Although it is well described that in-person management by nighttime intensivists does not change patients’ mortality rates in the ICU, there are concerns that these traditional ICU outcomes are flawed. To elicit insights from the nursing perspective of nighttime staffing with attending intensivists vs. residents with attending intensivists on call, Stanton et al further investigated and revealed that all nurses appreciate improvements in communication, efficiency, supervision, system issues, and experience with nighttime intensivist staffing.

This study supports the theory that staffing by an intensivist at night produces benefits that are not captured by previous studies. It has been hypothesized that endpoints such as mortality are not as valuable when attempting to capture benefit in this scenario. For instance, the presence of an attending at night may lead to more prompt end-of-life discussions by a physician who inevitably has more expertise than a resident physician. Of course, addressing code status and altering goals of care would represent deaths that do not reflect poor delivery of care as a traditional mortality analysis would assume.

Other areas that may be affected by nighttime intensivist staffing include burnout rates of attending physicians, nurses, and trainees, along with educational outcomes of residents and family satisfaction. It also remains unclear how the intensity of the attending presence may affect patient outcomes.

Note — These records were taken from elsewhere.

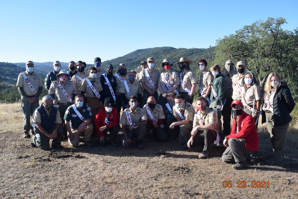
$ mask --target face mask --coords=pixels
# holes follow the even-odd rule
[[[27,71],[30,73],[32,73],[33,72],[34,69],[33,67],[28,67],[27,68]]]
[[[252,83],[252,80],[250,78],[246,78],[244,79],[244,83],[246,84],[249,85]]]
[[[204,106],[197,106],[197,108],[198,110],[200,111],[204,111],[206,109],[206,105]]]
[[[233,111],[233,114],[235,115],[241,115],[242,114],[242,109],[238,110],[232,110]]]
[[[270,84],[273,87],[277,86],[279,85],[279,82],[271,82],[271,83],[270,83]]]
[[[106,106],[105,107],[105,111],[107,111],[107,112],[110,113],[112,111],[113,108],[109,108],[107,106]]]
[[[218,72],[217,71],[212,71],[212,74],[214,77],[215,77],[216,75],[218,74]]]
[[[54,70],[55,71],[57,72],[61,69],[61,67],[60,66],[54,66]]]
[[[83,104],[84,104],[84,102],[83,102],[79,101],[75,102],[76,106],[79,108],[80,108],[83,106]]]
[[[168,101],[168,104],[170,106],[172,106],[174,104],[174,101]]]
[[[183,105],[184,104],[184,102],[182,102],[181,103],[177,103],[177,104],[178,108],[182,108],[182,107],[183,106]]]
[[[148,103],[148,106],[151,109],[155,108],[155,106],[156,106],[156,104],[153,104],[153,103]]]
[[[225,66],[225,68],[226,68],[226,70],[228,72],[231,72],[234,69],[234,66],[232,65],[229,65],[228,66]]]
[[[136,106],[138,105],[138,102],[133,102],[131,104],[131,106],[133,108],[135,108],[136,107]]]
[[[134,77],[130,76],[128,77],[128,79],[129,80],[129,81],[132,82],[134,81],[134,80],[136,79],[136,78]]]
[[[98,61],[96,61],[94,62],[94,65],[96,67],[99,67],[100,66],[100,63]]]
[[[238,73],[242,74],[244,72],[244,70],[245,69],[237,69],[237,71]]]
[[[85,69],[85,67],[79,67],[78,69],[78,71],[80,73],[82,73],[84,72],[84,70]]]
[[[150,63],[148,63],[148,67],[150,69],[152,69],[154,67],[154,64]]]

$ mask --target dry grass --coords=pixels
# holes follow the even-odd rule
[[[61,150],[32,148],[22,138],[20,107],[0,104],[1,198],[298,197],[297,125],[288,130],[285,164],[271,166],[264,162],[272,153],[269,135],[259,124],[258,153],[249,169],[238,171],[221,161],[224,147],[214,147],[208,159],[199,159],[202,147],[182,150],[177,140],[150,141],[143,150],[97,144],[71,149],[66,142]],[[270,187],[252,188],[254,180],[269,181]],[[223,188],[224,181],[233,186]],[[238,181],[247,186],[236,188]]]

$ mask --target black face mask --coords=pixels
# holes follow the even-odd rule
[[[242,114],[242,113],[243,112],[243,111],[242,109],[239,109],[238,110],[238,109],[236,109],[236,110],[232,110],[232,111],[233,111],[233,114],[235,115],[241,115]]]
[[[242,74],[244,72],[245,69],[237,69],[237,71],[240,74]]]
[[[80,73],[82,73],[84,72],[84,70],[85,69],[85,67],[79,67],[77,71]]]
[[[153,104],[153,103],[148,103],[148,106],[149,108],[151,109],[153,109],[155,108],[155,106],[156,106],[156,104]]]

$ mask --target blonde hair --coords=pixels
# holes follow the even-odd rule
[[[264,88],[264,90],[266,93],[271,90],[271,85],[270,84],[270,80],[271,78],[274,76],[276,76],[278,79],[280,81],[280,83],[281,82],[281,80],[280,79],[280,77],[278,74],[278,73],[275,72],[273,72],[270,74],[267,78],[267,80],[266,81],[266,84],[265,84],[265,87]]]

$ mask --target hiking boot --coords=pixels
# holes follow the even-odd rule
[[[203,152],[199,156],[199,158],[205,159],[207,158],[209,155],[209,152],[205,150],[203,150]]]
[[[88,147],[93,147],[93,144],[91,142],[91,141],[85,141],[85,145],[86,145]]]
[[[246,160],[242,162],[236,162],[236,164],[232,165],[232,168],[234,169],[239,170],[245,167],[247,167],[248,166],[248,164]]]
[[[136,145],[138,146],[138,149],[143,149],[144,148],[144,146],[142,144],[142,141],[141,140],[136,141]]]

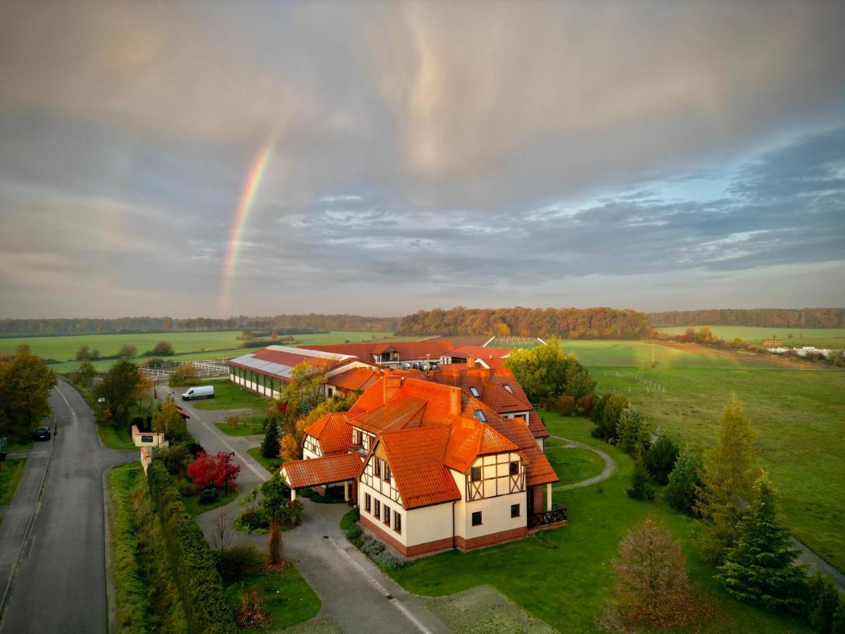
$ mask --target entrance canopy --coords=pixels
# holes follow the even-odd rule
[[[329,456],[312,460],[292,460],[281,466],[281,474],[292,489],[337,484],[354,480],[363,460],[357,453]]]

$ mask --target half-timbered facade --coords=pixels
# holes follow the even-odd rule
[[[527,412],[525,418],[504,418],[483,402],[482,391],[476,396],[430,374],[385,371],[352,410],[305,430],[305,460],[298,462],[343,454],[363,460],[345,490],[357,501],[365,530],[407,557],[489,545],[523,537],[532,524],[561,523],[565,511],[551,508],[558,478],[535,438],[535,432],[548,435],[545,428],[532,430]],[[504,390],[487,388],[487,400],[499,389]]]

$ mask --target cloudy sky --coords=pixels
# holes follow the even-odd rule
[[[842,2],[3,1],[0,317],[842,306]]]

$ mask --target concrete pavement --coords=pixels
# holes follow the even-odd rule
[[[169,388],[156,388],[173,393]],[[177,395],[178,397],[178,395]],[[238,488],[246,493],[270,478],[259,462],[247,453],[257,446],[260,436],[227,436],[215,423],[226,418],[232,410],[203,410],[191,402],[180,402],[188,411],[188,430],[209,452],[235,451],[234,462],[242,465]],[[346,541],[341,530],[341,518],[349,511],[345,504],[316,504],[302,498],[303,524],[283,534],[285,556],[293,561],[323,607],[315,619],[331,619],[349,634],[405,634],[406,632],[444,633],[450,631],[425,606],[422,598],[410,594],[379,571],[363,553]],[[207,538],[211,536],[217,513],[226,512],[234,521],[240,512],[237,500],[197,517]],[[267,535],[247,535],[234,532],[237,544],[252,544],[267,549]]]
[[[100,444],[90,408],[68,384],[50,404],[58,433],[0,631],[106,632],[102,472],[137,454]]]

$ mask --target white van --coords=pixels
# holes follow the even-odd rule
[[[214,398],[214,385],[192,387],[182,395],[183,401],[193,401],[195,398]]]

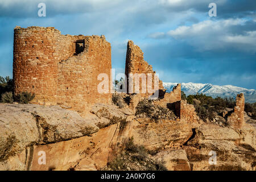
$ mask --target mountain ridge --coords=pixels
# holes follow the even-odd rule
[[[170,92],[177,84],[176,82],[163,82],[163,86],[167,89],[167,92]],[[183,82],[181,83],[181,91],[183,91],[187,96],[193,95],[198,93],[205,94],[213,98],[231,97],[234,98],[238,93],[243,93],[245,95],[246,102],[251,103],[256,102],[255,90],[248,89],[232,85],[220,86],[209,83]]]

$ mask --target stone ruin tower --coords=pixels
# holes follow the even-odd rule
[[[241,128],[245,125],[244,110],[245,96],[243,93],[240,93],[236,98],[236,106],[232,113],[228,116],[228,122],[234,127]]]
[[[14,94],[34,93],[32,103],[64,105],[79,112],[96,102],[111,103],[110,92],[97,91],[100,73],[111,80],[111,46],[104,36],[16,27],[13,57]]]

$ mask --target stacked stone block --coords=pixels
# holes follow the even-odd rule
[[[168,104],[174,103],[181,100],[181,85],[178,84],[170,93],[166,92],[163,98],[154,102],[155,104],[166,107]]]
[[[77,45],[84,50],[77,53]],[[14,29],[14,93],[34,93],[35,104],[65,105],[80,112],[96,102],[111,103],[97,80],[111,80],[111,46],[101,36],[61,35],[54,27]]]
[[[146,84],[142,84],[142,81],[140,79],[139,81],[139,93],[142,96],[144,97],[149,96],[152,94],[152,93],[148,92],[147,85],[147,75],[150,73],[152,75],[152,89],[154,90],[159,89],[163,89],[163,82],[162,81],[159,80],[159,87],[158,89],[154,88],[154,76],[155,72],[153,71],[152,66],[148,65],[148,64],[144,60],[143,52],[141,48],[136,45],[134,45],[134,43],[131,40],[129,40],[127,46],[126,52],[126,60],[125,64],[125,75],[127,77],[127,90],[129,93],[135,93],[135,79],[133,79],[133,89],[131,88],[129,88],[129,77],[130,73],[133,74],[141,74],[144,73],[146,76]],[[145,88],[146,87],[146,88]],[[142,90],[145,89],[146,93],[142,93]]]
[[[240,93],[236,97],[236,106],[233,113],[228,116],[228,122],[235,128],[241,128],[245,124],[244,110],[245,97],[243,93]]]
[[[188,104],[187,100],[181,100],[175,102],[175,110],[176,114],[180,118],[180,121],[195,122],[200,120],[194,106]]]

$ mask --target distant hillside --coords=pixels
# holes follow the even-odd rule
[[[177,83],[163,82],[163,86],[170,92]],[[181,83],[181,90],[187,96],[196,94],[197,93],[205,94],[214,98],[232,97],[235,98],[237,94],[243,93],[245,101],[248,102],[256,102],[256,93],[254,89],[247,89],[233,85],[213,85],[210,84]]]

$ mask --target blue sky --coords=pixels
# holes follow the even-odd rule
[[[46,17],[38,5],[46,5]],[[208,5],[217,5],[209,17]],[[63,34],[105,35],[112,67],[123,72],[132,40],[164,82],[256,89],[255,0],[0,0],[0,75],[12,76],[16,26]]]

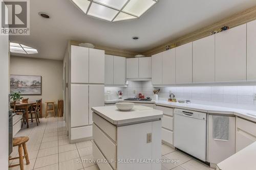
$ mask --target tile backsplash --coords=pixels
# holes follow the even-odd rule
[[[152,97],[153,90],[158,88],[152,86],[151,81],[129,81],[127,88],[105,87],[105,92],[111,91],[116,93],[121,90],[124,92],[124,97],[134,97],[139,93]],[[256,86],[179,86],[160,89],[158,94],[161,98],[167,99],[173,93],[178,99],[256,106],[254,102]]]

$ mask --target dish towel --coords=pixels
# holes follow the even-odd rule
[[[228,140],[228,116],[212,116],[213,137],[216,140]]]

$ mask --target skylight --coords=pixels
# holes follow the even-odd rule
[[[10,52],[11,53],[24,54],[38,53],[36,49],[20,43],[14,42],[10,43]]]
[[[83,13],[111,22],[139,18],[158,0],[70,0]]]

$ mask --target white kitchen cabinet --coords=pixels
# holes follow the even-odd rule
[[[162,55],[162,84],[175,84],[175,48],[163,52]]]
[[[178,46],[175,54],[177,84],[192,83],[192,42]]]
[[[228,140],[218,140],[213,138],[213,115],[208,116],[208,162],[216,164],[235,153],[236,117],[229,116]]]
[[[236,152],[256,141],[256,124],[237,117]]]
[[[152,84],[161,85],[162,83],[162,53],[153,55],[151,58],[152,65]]]
[[[89,49],[89,83],[104,84],[105,71],[104,51]],[[86,72],[82,72],[85,74]]]
[[[162,141],[164,144],[173,147],[173,109],[160,106],[156,106],[155,109],[163,111],[162,118]]]
[[[95,159],[112,159],[100,163],[101,169],[161,169],[160,163],[123,163],[115,160],[161,158],[161,121],[116,126],[93,113],[93,155]],[[136,133],[135,133],[136,132]],[[147,136],[151,134],[151,141]]]
[[[139,77],[151,78],[151,57],[139,58]]]
[[[71,83],[89,82],[89,48],[71,45]]]
[[[130,101],[129,102],[132,102],[132,101]],[[134,103],[135,105],[144,106],[149,107],[152,107],[154,108],[154,104],[152,103]]]
[[[89,85],[89,125],[93,123],[92,107],[102,106],[104,105],[104,85]],[[81,105],[82,106],[82,105]]]
[[[105,85],[113,85],[114,82],[114,57],[105,55]]]
[[[125,84],[125,58],[114,56],[114,85]]]
[[[139,58],[126,59],[126,78],[127,79],[139,78]]]
[[[88,85],[71,84],[71,128],[88,125]]]
[[[211,35],[193,41],[193,82],[214,82],[215,37]]]
[[[246,24],[215,35],[215,81],[246,80]]]
[[[247,80],[256,80],[256,20],[247,23]]]

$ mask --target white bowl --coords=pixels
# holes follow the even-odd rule
[[[130,102],[118,102],[116,103],[116,106],[119,110],[130,111],[133,108],[134,103]]]

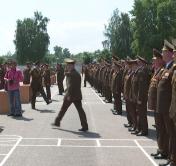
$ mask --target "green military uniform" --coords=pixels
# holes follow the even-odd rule
[[[30,63],[26,63],[27,65],[29,65]],[[31,67],[27,66],[24,70],[23,70],[23,84],[30,84],[30,71],[31,71]]]
[[[67,59],[66,63],[74,64],[74,61],[71,59]],[[82,108],[82,102],[81,102],[82,100],[81,76],[75,69],[72,69],[71,71],[66,72],[66,84],[67,84],[66,94],[64,97],[61,110],[57,118],[55,119],[55,125],[60,126],[60,121],[62,120],[69,106],[73,103],[79,114],[79,118],[82,125],[81,131],[87,131],[88,130],[87,118]]]
[[[114,62],[115,63],[115,62]],[[122,100],[121,100],[121,92],[122,92],[122,71],[121,66],[118,63],[115,63],[116,69],[112,75],[111,80],[111,91],[114,97],[114,114],[121,115],[122,114]]]
[[[64,75],[64,68],[60,65],[59,68],[57,68],[57,85],[59,89],[59,94],[62,95],[64,92],[64,81],[65,75]]]
[[[49,100],[51,100],[51,71],[48,68],[48,65],[45,64],[45,66],[47,67],[44,72],[43,72],[43,78],[44,78],[44,84],[46,87],[46,96]]]
[[[123,83],[123,96],[124,99],[126,101],[126,113],[127,113],[127,120],[128,120],[128,124],[125,125],[125,127],[135,127],[134,126],[134,121],[132,118],[132,102],[130,101],[130,91],[131,91],[131,78],[132,78],[132,70],[130,69],[126,69],[125,74],[124,74],[124,83]]]
[[[38,62],[36,63],[38,65]],[[31,99],[31,106],[32,109],[35,109],[35,101],[37,93],[40,92],[42,97],[44,98],[45,102],[49,104],[49,99],[46,97],[45,91],[42,85],[42,71],[39,67],[35,67],[30,72],[31,75],[31,89],[32,89],[32,99]]]
[[[143,58],[139,58],[144,64],[146,61]],[[147,121],[147,99],[148,99],[148,88],[150,82],[150,72],[147,66],[142,66],[137,72],[137,129],[138,136],[148,134],[148,121]]]
[[[4,89],[4,76],[5,76],[5,70],[3,65],[0,64],[0,90]]]

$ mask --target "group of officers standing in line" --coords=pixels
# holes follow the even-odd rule
[[[147,110],[154,111],[158,150],[155,159],[166,159],[160,166],[176,166],[176,42],[164,41],[162,53],[153,49],[152,64],[144,58],[121,60],[112,56],[112,63],[88,64],[83,68],[86,81],[105,102],[114,98],[113,114],[122,114],[122,99],[126,103],[131,134],[148,135]],[[122,97],[123,94],[123,97]]]
[[[4,76],[9,69],[11,60],[7,63],[0,64],[0,89],[5,89]],[[31,107],[36,109],[36,97],[39,93],[44,98],[47,104],[50,104],[51,101],[51,75],[57,74],[57,84],[59,89],[59,95],[62,95],[64,92],[63,80],[64,80],[64,68],[62,64],[57,64],[55,70],[51,70],[49,64],[41,64],[39,61],[34,64],[31,62],[26,62],[26,67],[23,70],[23,84],[30,84],[32,89],[31,97]],[[46,93],[44,88],[46,88]]]

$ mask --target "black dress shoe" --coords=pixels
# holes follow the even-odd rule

It is clear that overnight attending physicians may vary drastically in their practice, with some involved with every patient plan of care while others may adhere to a philosophy of “call me if you have any trouble.” These different philosophies also may alter outcomes significantly. Although this study was not designed to provide concrete associations between nighttime intensivist staffing and quantifiable outcomes, nurses perceived improvements in communication, efficiency, supervision, system issues, and experience with nighttime intensivist staffing. More studies are necessary to assess whether these improvements lead to a change in patient outcome and if other areas, including burnout rates, educational outcomes of residents, and family satisfaction, are affected.


  1. Wallace DJ, et al. Nighttime intensivist staffing and mortality among critically ill patients. N Engl J Med 2012;366:2093-2101.
  2. Kerlin MP, et al. A randomized trial of nighttime physician staffing in an intensive care unit. N Engl J Med 2013;368:2201-2209.